By recovering Aristotelian natural philosophy for theological ends (in much the same way Augustine had appropriated the Platonic paradigm of the material and immaterial realm for Christian metaphysics), Thomas Aquinas extended the Aristotelian hold over natural philosophy for another millennium. Despite his study of reproductive methods as well as the growth and development of organisms, Aristotle (and later Thomas Aquinas) grounded his view of life in the concept of the immutability of biological types, arguing that each organic kind has its own eternally fixed natural place in this hierarchical order of the living world depending on its degree of complexity and intelligence. Imbricated in religious dogma and a model of static metaphysics, natural philosophy sought, with few exceptions even during the Enlightenment, to support only literal interpretations of biblical narrative and causality. Even in the early modern period when science began to break free from the logic of Aristotelian syllogism, the Christian concept of the “Great Chain of Being,” adapted from Aristotle’s terrestrial continuum, dominated, legislating organic evolution as heretical even to science. Moreover, the rise of Deism in the 18th century had cooperated with the concept of Platonic/Aristotelian stasis to derail material and mechanistic science from inquiry that might have otherwise developed into earlier theories of organic evolution.
In primarily Protestant countries in the two centuries preceding Darwin, the design of nature—or on a grander scale, the universe—supported the existence of the supreme Deity. Alexander Pope’s Essay on Man (1733–34) is the quintessential exemplar of just this: that in God’s universe “All are but parts of one stupendous whole,/Whose body Nature is, and God the soul.” But Deism means that Pope’s harmonious natural order is not ontic like the Aristotelian/Thomist universal order. Rather it is interconnected in a kind of ecological economy that will presage Adam Smith’s political and social theories: although each being has its own internal purpose, by serving itself, it serves the entire order. This is precisely why organic evolution was eventually to have such dramatic consequences for religious belief. The intellectual structures of Christianity had become inextricably tied to the design of nature. Thus by demonstrating that there could be a design without a Designer—not to mention a design with a dynamic, mutable, and organic pattern—Darwin undermined a theological superstructure that had grounded religious faith in a theory of moral sentiment derived (through the Earl of Shaftesbury and Francis Hutcheson) from a hybrid of Lockean rationalism and the humanism of the Cambridge Platonists.
Darwin’s essayistic journals reflect the age’s dawning of a real sense of geological time.
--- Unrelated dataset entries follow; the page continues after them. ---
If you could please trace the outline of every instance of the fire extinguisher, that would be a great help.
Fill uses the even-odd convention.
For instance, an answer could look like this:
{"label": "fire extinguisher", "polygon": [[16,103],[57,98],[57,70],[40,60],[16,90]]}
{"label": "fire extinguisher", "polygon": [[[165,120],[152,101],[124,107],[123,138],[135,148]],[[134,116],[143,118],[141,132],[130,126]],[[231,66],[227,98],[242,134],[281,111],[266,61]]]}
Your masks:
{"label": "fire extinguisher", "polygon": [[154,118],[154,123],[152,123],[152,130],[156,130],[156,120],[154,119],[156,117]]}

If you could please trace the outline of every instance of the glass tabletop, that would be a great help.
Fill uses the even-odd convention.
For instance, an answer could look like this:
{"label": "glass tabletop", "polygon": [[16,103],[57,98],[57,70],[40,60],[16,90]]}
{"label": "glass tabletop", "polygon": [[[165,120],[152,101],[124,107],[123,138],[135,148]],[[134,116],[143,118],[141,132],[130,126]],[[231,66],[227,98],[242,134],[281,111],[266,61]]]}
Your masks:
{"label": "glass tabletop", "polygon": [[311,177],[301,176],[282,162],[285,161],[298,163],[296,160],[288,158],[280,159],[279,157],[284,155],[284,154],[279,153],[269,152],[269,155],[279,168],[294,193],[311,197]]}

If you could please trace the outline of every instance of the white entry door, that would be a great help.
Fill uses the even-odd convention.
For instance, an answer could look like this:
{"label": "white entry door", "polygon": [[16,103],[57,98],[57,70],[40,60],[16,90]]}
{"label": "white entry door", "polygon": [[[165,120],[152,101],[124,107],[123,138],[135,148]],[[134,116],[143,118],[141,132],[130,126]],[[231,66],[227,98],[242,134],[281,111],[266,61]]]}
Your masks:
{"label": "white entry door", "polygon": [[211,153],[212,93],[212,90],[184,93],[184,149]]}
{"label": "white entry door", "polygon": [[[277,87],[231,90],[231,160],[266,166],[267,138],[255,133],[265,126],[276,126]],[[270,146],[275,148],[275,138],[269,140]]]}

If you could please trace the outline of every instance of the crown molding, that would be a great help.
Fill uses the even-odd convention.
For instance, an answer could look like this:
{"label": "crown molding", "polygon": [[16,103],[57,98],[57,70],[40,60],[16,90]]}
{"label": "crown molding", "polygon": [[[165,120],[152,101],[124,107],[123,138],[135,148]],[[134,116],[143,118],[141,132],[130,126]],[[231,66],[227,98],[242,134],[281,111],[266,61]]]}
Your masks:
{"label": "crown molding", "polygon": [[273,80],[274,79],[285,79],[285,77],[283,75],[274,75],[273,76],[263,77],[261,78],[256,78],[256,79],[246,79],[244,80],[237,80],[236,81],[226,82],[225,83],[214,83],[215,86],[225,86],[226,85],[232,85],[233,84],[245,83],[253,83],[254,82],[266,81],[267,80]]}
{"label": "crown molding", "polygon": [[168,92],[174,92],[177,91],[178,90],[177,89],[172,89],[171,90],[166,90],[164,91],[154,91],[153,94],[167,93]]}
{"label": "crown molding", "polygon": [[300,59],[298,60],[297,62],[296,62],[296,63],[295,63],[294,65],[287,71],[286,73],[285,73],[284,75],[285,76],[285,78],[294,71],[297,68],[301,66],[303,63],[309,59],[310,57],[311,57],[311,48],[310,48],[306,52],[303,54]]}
Not since Copernicus’ cosmological revolution had such new expanses been opened to the mind and imagination of philosophers. Certainly not since the demise of the geocentric universe in the 16th century did JudeoChristian mysticism receive such a blow from scientific materialism. Significantly, in both historic instances the rent in the ecclesiastic fabric allowed for further secular inquiry. Temporal order played an important part in encouraging literal interpretations of biblical narrative since the Reformation, a trend marked by the gradual displacement of the archetype and allegory for the particular in 17th- and 18th-century narratives. Thus, it is not by chance that the essay and modern novel are products of modernity: the novel for its specificity of time, place, and character; the essay because nothing could be more particular than an infusion of the first person. Not only did the eons required for Darwin’s mechanisms of natural selection and adaptation punch a hole in biblical time, but his study proved that these were eons altogether unnarrated, requiring a new kind of imaginative framework for what Walter Benjamin has called “homogenous, empty time.”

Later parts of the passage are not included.